Ultimately you can buy one, the other, both or none and be very happy. But the only device which seems to provides you everything in a home electronics device "all in one" is the ONE. Im sure the games wont to be too shabby either. :D

Yes it does seem to have "convergence" well covered. But again, nothing which seems to be difficult to replicate.

I'd rather have an all in one device which does it's primary function great, and periphery decent rather than everything "well enough".
 
For starters, if there's any "gamer" out there that feels betrayed on MS's increased emphasis on things other than gaming, they're either flat out stupid or just blind to the realities of why MS entered the console arena in the first place. They haven't exactly ever hidden the fact that they created the Xbox, and then the 360 to do exactly what they've announced the One will do.

It's not turning their backs or reimagining their product focus, it's the culmination of their focus.

Second, wow, you people should really go back through the last three or so pages of this thread and read how that car analogy kept changing goal posts. Truly hysterical stuff. I realize emotional people get caught up in the moment and don't accurately remember who said what, but that was great stuff. I'm pretty sure in two more pages the One will be a bicycle and PS4 a Gulfstream V.

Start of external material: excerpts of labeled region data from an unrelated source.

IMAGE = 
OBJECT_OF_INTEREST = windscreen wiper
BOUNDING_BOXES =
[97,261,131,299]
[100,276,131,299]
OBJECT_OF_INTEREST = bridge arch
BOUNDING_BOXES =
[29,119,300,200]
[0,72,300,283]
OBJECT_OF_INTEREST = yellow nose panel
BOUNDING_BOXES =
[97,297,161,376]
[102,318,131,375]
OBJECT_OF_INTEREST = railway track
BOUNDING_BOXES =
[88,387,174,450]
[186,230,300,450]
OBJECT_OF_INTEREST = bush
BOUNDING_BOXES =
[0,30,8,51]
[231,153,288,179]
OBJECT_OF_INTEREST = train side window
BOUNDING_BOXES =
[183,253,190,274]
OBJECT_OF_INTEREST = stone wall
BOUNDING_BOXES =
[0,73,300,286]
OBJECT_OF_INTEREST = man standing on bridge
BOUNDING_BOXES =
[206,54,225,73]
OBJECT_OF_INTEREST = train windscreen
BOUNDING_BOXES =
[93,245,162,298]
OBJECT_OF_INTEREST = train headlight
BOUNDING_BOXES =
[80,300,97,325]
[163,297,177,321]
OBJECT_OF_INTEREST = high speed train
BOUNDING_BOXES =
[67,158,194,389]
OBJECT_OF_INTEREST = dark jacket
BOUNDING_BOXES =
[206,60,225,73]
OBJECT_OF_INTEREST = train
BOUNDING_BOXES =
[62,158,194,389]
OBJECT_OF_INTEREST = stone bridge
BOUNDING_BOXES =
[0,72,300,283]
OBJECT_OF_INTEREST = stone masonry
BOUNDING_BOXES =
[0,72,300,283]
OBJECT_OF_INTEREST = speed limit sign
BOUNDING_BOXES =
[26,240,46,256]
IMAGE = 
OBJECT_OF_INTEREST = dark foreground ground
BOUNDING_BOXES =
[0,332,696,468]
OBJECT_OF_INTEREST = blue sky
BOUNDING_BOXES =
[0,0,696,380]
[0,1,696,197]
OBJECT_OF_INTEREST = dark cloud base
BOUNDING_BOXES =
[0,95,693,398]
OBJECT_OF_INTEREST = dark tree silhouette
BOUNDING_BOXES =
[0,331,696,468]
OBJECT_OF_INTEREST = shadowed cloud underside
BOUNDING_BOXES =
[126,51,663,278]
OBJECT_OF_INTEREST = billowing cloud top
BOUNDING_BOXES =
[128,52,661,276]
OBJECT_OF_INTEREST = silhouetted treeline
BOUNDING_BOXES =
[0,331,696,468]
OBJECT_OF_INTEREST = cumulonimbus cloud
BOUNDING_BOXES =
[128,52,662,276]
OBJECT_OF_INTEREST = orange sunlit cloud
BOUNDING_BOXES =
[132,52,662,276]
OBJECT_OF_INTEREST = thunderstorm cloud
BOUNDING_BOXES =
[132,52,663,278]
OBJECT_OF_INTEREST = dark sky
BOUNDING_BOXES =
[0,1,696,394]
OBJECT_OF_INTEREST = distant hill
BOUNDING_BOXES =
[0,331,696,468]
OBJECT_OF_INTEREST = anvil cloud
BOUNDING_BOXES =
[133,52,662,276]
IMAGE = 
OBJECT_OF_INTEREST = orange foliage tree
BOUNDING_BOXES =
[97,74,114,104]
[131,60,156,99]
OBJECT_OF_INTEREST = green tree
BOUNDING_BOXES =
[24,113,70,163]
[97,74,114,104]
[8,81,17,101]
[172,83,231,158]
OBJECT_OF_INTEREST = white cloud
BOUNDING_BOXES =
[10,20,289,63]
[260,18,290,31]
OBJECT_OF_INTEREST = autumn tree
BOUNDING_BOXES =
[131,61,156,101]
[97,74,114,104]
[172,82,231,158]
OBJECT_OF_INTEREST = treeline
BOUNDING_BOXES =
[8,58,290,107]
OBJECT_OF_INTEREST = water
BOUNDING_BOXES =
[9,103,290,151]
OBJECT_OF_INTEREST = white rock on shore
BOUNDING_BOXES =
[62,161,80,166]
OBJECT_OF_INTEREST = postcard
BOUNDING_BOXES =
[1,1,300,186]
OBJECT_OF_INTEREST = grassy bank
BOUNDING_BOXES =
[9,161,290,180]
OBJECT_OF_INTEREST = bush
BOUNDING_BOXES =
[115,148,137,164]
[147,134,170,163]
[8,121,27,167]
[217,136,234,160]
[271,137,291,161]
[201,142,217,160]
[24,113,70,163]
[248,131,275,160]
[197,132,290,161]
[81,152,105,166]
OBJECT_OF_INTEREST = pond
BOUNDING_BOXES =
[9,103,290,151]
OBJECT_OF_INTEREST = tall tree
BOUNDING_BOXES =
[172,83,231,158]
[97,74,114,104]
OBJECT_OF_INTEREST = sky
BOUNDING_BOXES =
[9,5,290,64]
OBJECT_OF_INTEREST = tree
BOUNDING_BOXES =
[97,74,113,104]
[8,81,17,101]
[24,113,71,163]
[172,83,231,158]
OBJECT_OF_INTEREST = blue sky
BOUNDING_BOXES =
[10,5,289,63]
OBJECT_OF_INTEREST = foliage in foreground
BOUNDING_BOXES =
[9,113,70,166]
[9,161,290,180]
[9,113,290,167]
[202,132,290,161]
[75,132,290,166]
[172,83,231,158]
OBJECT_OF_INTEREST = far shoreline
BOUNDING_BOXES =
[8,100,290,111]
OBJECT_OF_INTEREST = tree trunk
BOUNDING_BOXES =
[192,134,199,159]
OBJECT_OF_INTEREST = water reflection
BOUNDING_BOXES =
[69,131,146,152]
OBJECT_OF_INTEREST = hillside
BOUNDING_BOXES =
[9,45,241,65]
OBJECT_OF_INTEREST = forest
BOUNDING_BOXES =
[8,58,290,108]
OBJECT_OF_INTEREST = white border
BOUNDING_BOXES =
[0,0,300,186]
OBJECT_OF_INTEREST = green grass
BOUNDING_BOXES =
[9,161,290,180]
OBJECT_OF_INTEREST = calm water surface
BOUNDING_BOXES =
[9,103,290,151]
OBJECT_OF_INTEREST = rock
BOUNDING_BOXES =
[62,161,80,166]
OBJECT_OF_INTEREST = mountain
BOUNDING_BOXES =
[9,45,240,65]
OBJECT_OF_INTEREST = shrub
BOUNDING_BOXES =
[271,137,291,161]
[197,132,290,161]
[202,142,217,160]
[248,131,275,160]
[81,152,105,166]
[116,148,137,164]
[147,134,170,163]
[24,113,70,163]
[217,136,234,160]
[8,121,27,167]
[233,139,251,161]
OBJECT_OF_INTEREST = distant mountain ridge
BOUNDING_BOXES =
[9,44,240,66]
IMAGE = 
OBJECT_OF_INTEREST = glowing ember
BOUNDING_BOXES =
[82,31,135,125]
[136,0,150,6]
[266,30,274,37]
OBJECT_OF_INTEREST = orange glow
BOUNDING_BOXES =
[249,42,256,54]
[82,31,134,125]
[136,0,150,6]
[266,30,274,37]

Finally, if the main thing that is so disappointing to these "gamers" is that it is obvious from the architecture that the One was designed and built from the ground up to provide and support features other than gaming and has dedicated resources for such, why do these same "gamers" believe that Sony can just toss the same features into the PS4 and copy them whenever they choose?
 
You just made my point for me, thanks.

The point being that at a 'console' reveal, MS revealed an expensive remote control for the mainstream. If the mainstream is a very small sliver of the entire market, who apparently need 'help' changing channels on a TV.

Not to mention the fact that the hour was spent conjoining the xbone with a format that is in a steady decline as streaming media takes over. Something that all the platforms have equal access to.